[ad_1]
One of the largest disputes in the world of the decade, between the Brazilian Embraer and the American Boeing, if confirmed, will have the Justice of the United States, in particular the Southern District of New York, as the parties defined in the memorandum of understanding, signed a long time ago. more than two years and that was obtained by Broadcast. Tomorrow, the Brazilian aircraft maker already called investors for a conference call at 9 a.m., when it should raise the tone against Boeing, after the company canceled the $ 5.2 billion deal.
The application of New York law in the dispute would be unfavorable for the Brazilian, according to sources, who spoke on condition of anonymity. “New York law tends to protect what is in the contract. It is much more difficult to declare a clause null and void. In Brazil, if it were shown that Boeing acted with serious fault or intent, there would be a very high possibility that the possible limiting clauses were reversed the damages, “said one of the sources. All the terms of the contract, however, are still unknown. “There are some contracts where even the costs of the M&A operation cannot be collected if the agreement is not followed,” the source explained.
In any case, according to experts, the expectation is a long litigation process between competitors, exactly at a time of great difficulties in the face of the consequences of the crisis caused by the Covid-19 pandemic, which completely affected the sector of the aviation. Wanted, Embraer said he would not comment on the court chosen for possible litigation. The company added that it closed 2019 with a solid cash position and that it does not have significant debt in the next two years. Still, we will begin to take additional steps to preserve our liquidity and keep our finances sound during these turbulent times, including adjustments to inventory and production, extension of payment cycles, reduced capital expenditures and expenses, and access to sources. complementary financing “.
Embraer had already started moving to complete the agreement and spent approximately R $ 485 million reais to segregate its commercial division. The company also moved its headquarters from Avenida Brigadeiro Faria Lima, in São José dos Campos, to the Eugênio de Melo neighborhood, in the same city. According to Embraer executives, in a conference call to present fourth-quarter figures, the delay in closing the deal represents an additional monthly cost between $ 10 million and $ 15 million.
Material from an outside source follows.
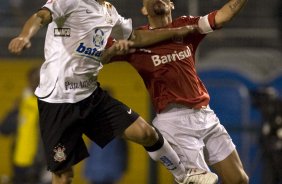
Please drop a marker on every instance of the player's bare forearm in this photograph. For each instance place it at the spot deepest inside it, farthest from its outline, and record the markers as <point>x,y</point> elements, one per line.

Shortly after the deal was announced, the transaction model was widely criticized by Embraer’s minority shareholders, who accused the format of hiding the company’s change in control. At that time, minority shareholders turned to the European Commission to try to avoid the consummation of the sale of control of Embraer’s commercial aviation division as proposed by Boeing, since, according to the group, the most profitable part of the company would sell itself, leaving her breathless. the rest. The expectation, now, is that the Brazilian Investors Association will question Embraer in the Brazilian courts, mainly due to the expenses already disbursed due to the operation that the newspaper did not leave.
In canceling the operation, Boeing said Embraer did not meet the “necessary conditions” for the deal to be concluded. Asked by the report what questions these would be, Boeing just said they are “key elements of the association’s terms.”
Embraer, meanwhile, harshly criticized the Americans and showed signs that the dispute will be imminent by claiming that Boeing adopted a systematic pattern of delaying and violating the agreement due to its intention not to complete the operation due to its “problems of reputation “involving the 737 MAX crisis and financial difficulties.
According to Giamundo Neto Advogados’ partner and arbitration specialist Camillo Giamundo, the pandemic crisis would not be a justification for breaking the contract. “It is a long agreement. In these almost two years a series of costs have been taken into account,” he said.
According to Clyde & Co LLP, specialist in international commercial arbitration, Felipe Sperandio, there are still many doubts about the future of this dispute. The main lines of argument should be the precondition of the deal (which Boeing said Embraer failed to comply with, which it denies) and whether there was bad faith on Boeing’s part in allegedly postponing the process to justify the cancellation.